Hannah looks beautiful, she's so pretty!!:wub:


----------



## lovesophie (Jan 28, 2008)

Wow, she is seriously, seriously adorable. :wub::wub::wub: Love, love, LOVE her!


----------



## silverhaven (Sep 6, 2009)

She is such a classic beauty :wub: :wub: gorgeous!

You really do a fabulous job on her. I like the you keep the back of her head a bit longer too. The groom Lola just got the groomer cut really short all the way up to her topknot. I think it looks funny and am going to grow that out a bit.


----------



## aprilb (Jul 9, 2010)

Your Hannah is such a beauty and I can tell she knows it:HistericalSmiley:She sure loves the camera, doesn't she?! I love her little dress. Precious:wub:


----------



## momtoboo (Jan 30, 2006)

Thank you all so much for the lovely compliments for Hannah.


----------



## princessre (Dec 23, 2008)

Hannah is such a sweet-looking princess. Love her!


----------



## Furbaby's Mommie (Jul 10, 2004)

Hannah looks wonderful as usual! So cute!

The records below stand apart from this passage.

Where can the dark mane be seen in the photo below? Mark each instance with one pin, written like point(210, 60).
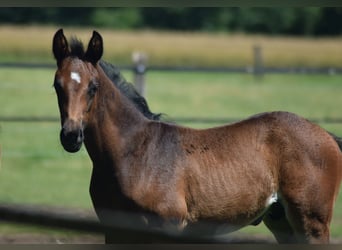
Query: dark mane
point(113, 73)
point(77, 48)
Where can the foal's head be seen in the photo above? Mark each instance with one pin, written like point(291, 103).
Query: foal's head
point(76, 83)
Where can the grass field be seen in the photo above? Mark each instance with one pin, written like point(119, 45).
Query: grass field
point(177, 48)
point(36, 170)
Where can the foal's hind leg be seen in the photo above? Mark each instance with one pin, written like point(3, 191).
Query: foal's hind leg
point(276, 221)
point(308, 209)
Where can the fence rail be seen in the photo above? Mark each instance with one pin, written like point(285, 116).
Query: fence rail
point(242, 70)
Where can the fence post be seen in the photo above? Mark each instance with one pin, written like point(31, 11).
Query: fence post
point(140, 61)
point(258, 62)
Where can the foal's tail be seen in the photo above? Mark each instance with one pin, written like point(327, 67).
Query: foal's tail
point(338, 140)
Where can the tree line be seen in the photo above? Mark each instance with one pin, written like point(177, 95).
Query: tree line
point(303, 21)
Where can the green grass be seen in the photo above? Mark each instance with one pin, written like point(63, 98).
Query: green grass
point(36, 170)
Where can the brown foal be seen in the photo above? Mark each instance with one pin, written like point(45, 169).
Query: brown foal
point(276, 167)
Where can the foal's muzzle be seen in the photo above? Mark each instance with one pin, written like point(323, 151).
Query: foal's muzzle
point(72, 136)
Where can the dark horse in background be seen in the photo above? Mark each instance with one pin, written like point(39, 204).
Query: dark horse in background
point(276, 167)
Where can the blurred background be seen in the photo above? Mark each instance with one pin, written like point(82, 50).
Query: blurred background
point(205, 67)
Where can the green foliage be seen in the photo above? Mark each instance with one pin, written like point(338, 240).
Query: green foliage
point(272, 20)
point(125, 18)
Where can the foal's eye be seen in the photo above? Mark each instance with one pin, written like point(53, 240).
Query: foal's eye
point(92, 89)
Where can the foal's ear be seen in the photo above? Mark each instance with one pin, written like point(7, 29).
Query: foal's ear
point(60, 46)
point(95, 48)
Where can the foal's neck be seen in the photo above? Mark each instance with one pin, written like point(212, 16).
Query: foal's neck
point(114, 120)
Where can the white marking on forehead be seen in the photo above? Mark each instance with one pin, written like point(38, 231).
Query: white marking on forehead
point(272, 199)
point(75, 76)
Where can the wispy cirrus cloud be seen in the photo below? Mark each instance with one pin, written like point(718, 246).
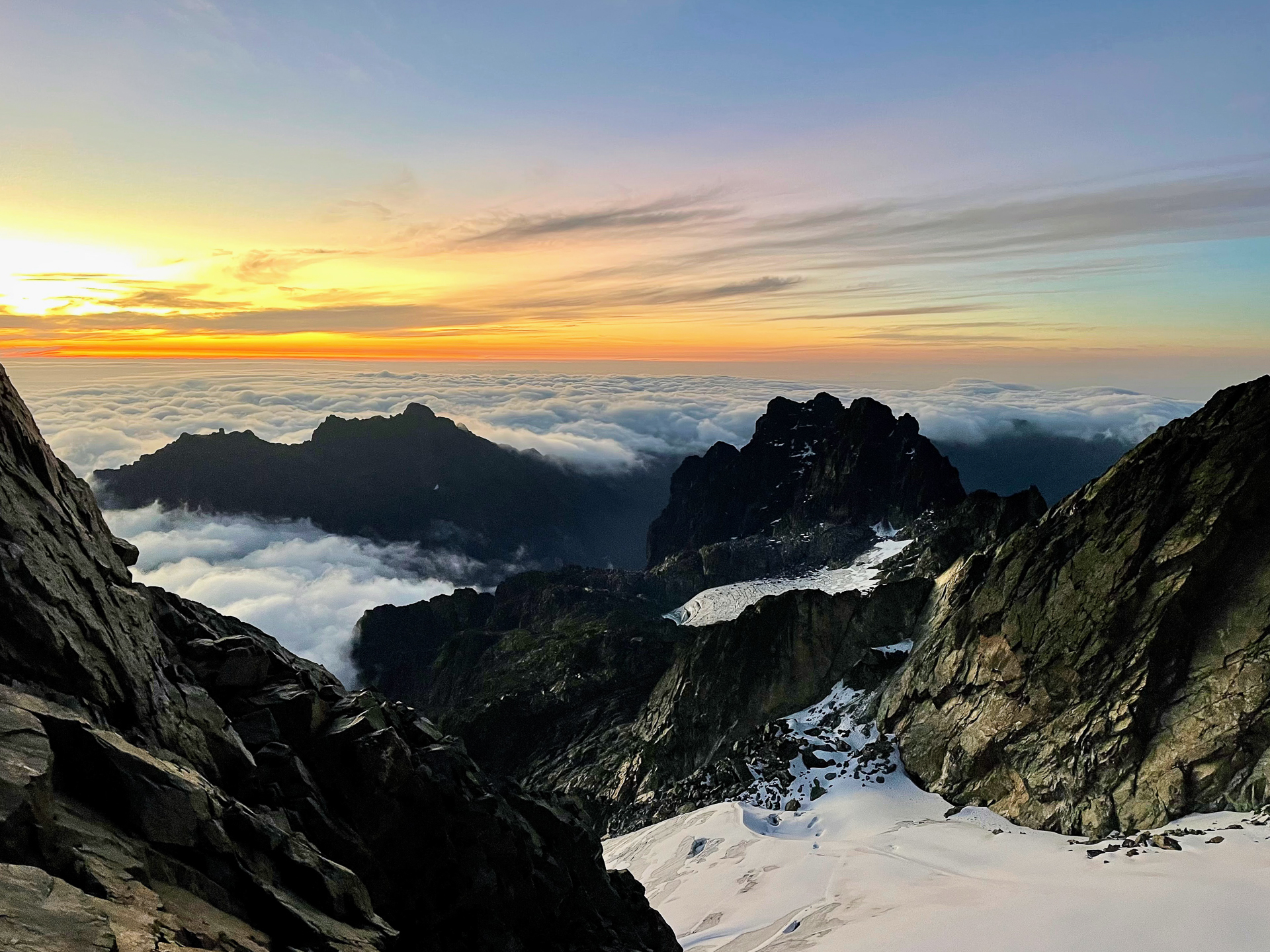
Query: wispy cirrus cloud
point(661, 214)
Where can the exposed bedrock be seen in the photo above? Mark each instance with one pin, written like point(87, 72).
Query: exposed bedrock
point(572, 681)
point(1109, 664)
point(807, 463)
point(175, 778)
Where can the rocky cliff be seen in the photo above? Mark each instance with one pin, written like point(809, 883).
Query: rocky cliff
point(415, 477)
point(807, 465)
point(173, 778)
point(1108, 666)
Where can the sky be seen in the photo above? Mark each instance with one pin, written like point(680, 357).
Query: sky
point(1064, 194)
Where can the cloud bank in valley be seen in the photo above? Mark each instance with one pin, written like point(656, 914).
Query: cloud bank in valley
point(308, 588)
point(300, 584)
point(592, 420)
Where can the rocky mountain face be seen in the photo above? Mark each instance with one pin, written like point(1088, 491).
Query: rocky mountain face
point(808, 465)
point(415, 477)
point(173, 778)
point(1108, 666)
point(573, 681)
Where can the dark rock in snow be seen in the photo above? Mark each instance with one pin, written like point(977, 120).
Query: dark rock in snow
point(132, 810)
point(1109, 664)
point(807, 463)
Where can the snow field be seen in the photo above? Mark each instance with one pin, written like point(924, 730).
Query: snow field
point(727, 602)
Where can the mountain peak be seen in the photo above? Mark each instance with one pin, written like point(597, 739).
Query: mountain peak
point(807, 463)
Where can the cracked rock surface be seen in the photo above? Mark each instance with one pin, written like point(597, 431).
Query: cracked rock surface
point(173, 778)
point(1108, 666)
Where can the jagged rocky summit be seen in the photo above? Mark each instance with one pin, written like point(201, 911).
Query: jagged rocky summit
point(175, 778)
point(415, 477)
point(1100, 666)
point(574, 681)
point(1108, 666)
point(806, 488)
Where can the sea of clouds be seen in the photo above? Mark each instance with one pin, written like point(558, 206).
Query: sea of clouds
point(308, 588)
point(588, 419)
point(302, 586)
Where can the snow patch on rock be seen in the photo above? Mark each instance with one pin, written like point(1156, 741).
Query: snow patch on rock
point(727, 602)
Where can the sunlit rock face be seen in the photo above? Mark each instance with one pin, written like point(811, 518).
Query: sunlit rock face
point(1108, 666)
point(807, 465)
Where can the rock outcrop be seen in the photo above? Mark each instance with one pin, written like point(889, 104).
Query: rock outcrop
point(173, 778)
point(807, 465)
point(1108, 666)
point(573, 681)
point(414, 477)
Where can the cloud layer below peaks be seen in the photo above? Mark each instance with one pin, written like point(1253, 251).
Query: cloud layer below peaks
point(592, 420)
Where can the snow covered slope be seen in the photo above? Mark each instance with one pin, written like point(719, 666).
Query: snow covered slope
point(727, 602)
point(876, 863)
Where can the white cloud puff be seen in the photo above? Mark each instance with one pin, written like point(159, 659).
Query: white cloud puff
point(300, 584)
point(308, 588)
point(588, 419)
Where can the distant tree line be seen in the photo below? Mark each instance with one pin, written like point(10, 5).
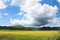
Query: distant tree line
point(28, 28)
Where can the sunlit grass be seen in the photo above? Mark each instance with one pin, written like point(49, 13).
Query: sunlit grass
point(31, 33)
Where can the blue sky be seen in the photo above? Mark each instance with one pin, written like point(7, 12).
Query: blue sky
point(12, 12)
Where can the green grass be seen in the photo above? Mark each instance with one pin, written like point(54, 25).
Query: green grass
point(26, 37)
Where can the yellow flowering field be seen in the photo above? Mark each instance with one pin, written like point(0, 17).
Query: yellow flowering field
point(31, 33)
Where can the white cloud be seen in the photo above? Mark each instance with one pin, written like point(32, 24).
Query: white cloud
point(2, 5)
point(20, 13)
point(36, 13)
point(6, 14)
point(58, 1)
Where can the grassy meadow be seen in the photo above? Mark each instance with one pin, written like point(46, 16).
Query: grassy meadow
point(29, 35)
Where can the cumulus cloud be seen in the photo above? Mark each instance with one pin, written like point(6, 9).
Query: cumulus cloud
point(2, 5)
point(36, 13)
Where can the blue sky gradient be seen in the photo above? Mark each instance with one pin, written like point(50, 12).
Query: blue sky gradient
point(12, 11)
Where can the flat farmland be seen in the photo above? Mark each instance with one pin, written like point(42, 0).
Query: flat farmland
point(28, 35)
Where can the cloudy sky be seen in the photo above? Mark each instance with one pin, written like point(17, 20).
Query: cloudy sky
point(30, 12)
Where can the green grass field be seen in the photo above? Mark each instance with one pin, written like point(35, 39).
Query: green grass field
point(29, 35)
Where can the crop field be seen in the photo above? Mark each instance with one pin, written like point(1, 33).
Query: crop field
point(29, 35)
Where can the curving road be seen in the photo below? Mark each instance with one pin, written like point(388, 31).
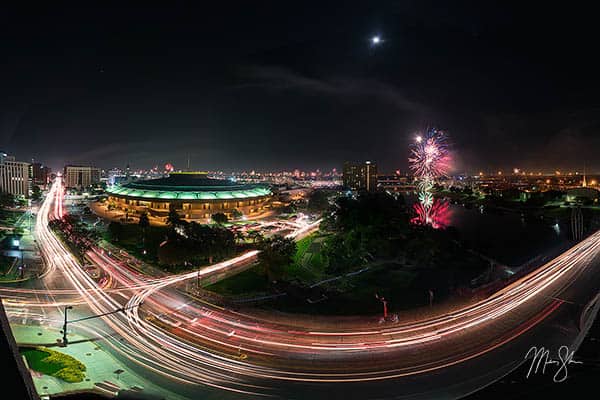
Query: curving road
point(193, 343)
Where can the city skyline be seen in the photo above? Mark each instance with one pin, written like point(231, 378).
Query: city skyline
point(284, 96)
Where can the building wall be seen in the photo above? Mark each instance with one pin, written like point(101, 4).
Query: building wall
point(81, 176)
point(359, 177)
point(14, 177)
point(193, 210)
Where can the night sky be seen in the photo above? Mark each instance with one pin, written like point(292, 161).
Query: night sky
point(283, 85)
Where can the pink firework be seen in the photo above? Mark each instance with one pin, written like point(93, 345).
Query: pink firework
point(430, 157)
point(438, 215)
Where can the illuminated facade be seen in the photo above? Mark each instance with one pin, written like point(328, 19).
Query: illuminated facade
point(193, 194)
point(14, 176)
point(76, 176)
point(359, 177)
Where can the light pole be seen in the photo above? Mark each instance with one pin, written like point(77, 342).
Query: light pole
point(65, 340)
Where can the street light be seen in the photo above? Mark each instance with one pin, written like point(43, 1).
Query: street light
point(65, 340)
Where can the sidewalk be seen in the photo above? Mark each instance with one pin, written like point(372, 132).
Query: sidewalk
point(102, 368)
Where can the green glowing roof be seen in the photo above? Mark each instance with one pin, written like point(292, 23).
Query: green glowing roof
point(187, 194)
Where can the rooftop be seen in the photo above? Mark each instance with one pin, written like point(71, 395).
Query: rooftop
point(190, 186)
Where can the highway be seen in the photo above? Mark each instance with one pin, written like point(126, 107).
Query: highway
point(194, 344)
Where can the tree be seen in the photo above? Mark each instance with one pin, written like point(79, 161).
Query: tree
point(318, 201)
point(219, 218)
point(115, 229)
point(6, 200)
point(276, 253)
point(173, 219)
point(236, 213)
point(255, 236)
point(144, 224)
point(36, 193)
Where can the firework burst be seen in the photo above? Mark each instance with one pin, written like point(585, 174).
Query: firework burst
point(430, 157)
point(429, 160)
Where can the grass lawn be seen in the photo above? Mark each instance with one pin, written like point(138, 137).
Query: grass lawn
point(54, 363)
point(130, 239)
point(5, 264)
point(9, 217)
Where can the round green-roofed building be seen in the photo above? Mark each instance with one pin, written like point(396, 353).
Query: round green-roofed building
point(193, 194)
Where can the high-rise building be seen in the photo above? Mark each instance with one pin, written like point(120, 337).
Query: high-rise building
point(77, 176)
point(14, 176)
point(360, 177)
point(40, 173)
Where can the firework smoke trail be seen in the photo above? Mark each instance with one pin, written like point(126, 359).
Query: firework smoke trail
point(429, 159)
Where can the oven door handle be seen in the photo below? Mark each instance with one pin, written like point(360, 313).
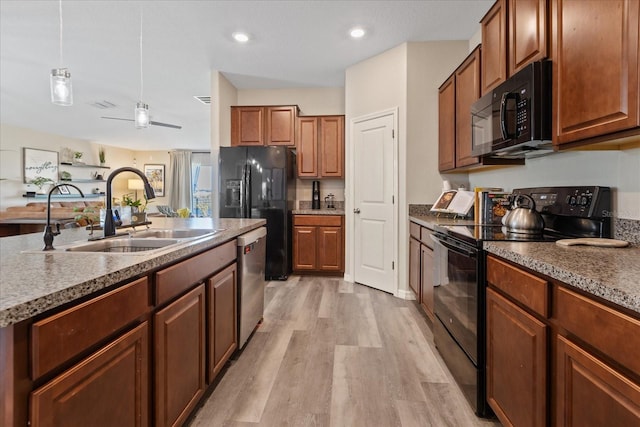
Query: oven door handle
point(465, 252)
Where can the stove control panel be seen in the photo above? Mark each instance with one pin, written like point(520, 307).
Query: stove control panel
point(580, 202)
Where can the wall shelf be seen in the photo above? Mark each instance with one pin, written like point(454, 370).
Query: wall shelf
point(83, 165)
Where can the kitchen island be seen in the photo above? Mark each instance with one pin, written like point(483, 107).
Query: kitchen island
point(83, 333)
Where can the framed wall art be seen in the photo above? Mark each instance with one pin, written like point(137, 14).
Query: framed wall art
point(155, 175)
point(39, 164)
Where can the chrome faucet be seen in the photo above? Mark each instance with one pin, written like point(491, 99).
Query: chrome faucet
point(48, 233)
point(109, 226)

I see Boo sneaked into one of the pictures.


----------



## Katkoota (Feb 18, 2006)

AWWWWWWH 

Look at that CUTE HANNAH!!!! I Looooooooooooove these pictures. Her dress looks soo fitting on her! what a DOLL <3

No where to go? oh boy, Snowy would LOVE to take her to the park.

Sending my kisses to the cutie pie

xoxo
Kat


----------



## Alexa (Aug 6, 2009)

Johita said:


> WOW! Hannah is such a beauty. In the first pic she looks like a little decorative stuffed toy. She's just beautiful and oh so sweet


Hannah looks so adorable, love her sweet dress!
I wanted to say the same, she really looks like a toy in the first pic, precious!!! 

Alexandra :wub:


----------



## dwerten (Oct 6, 2007)

she is so pretty


----------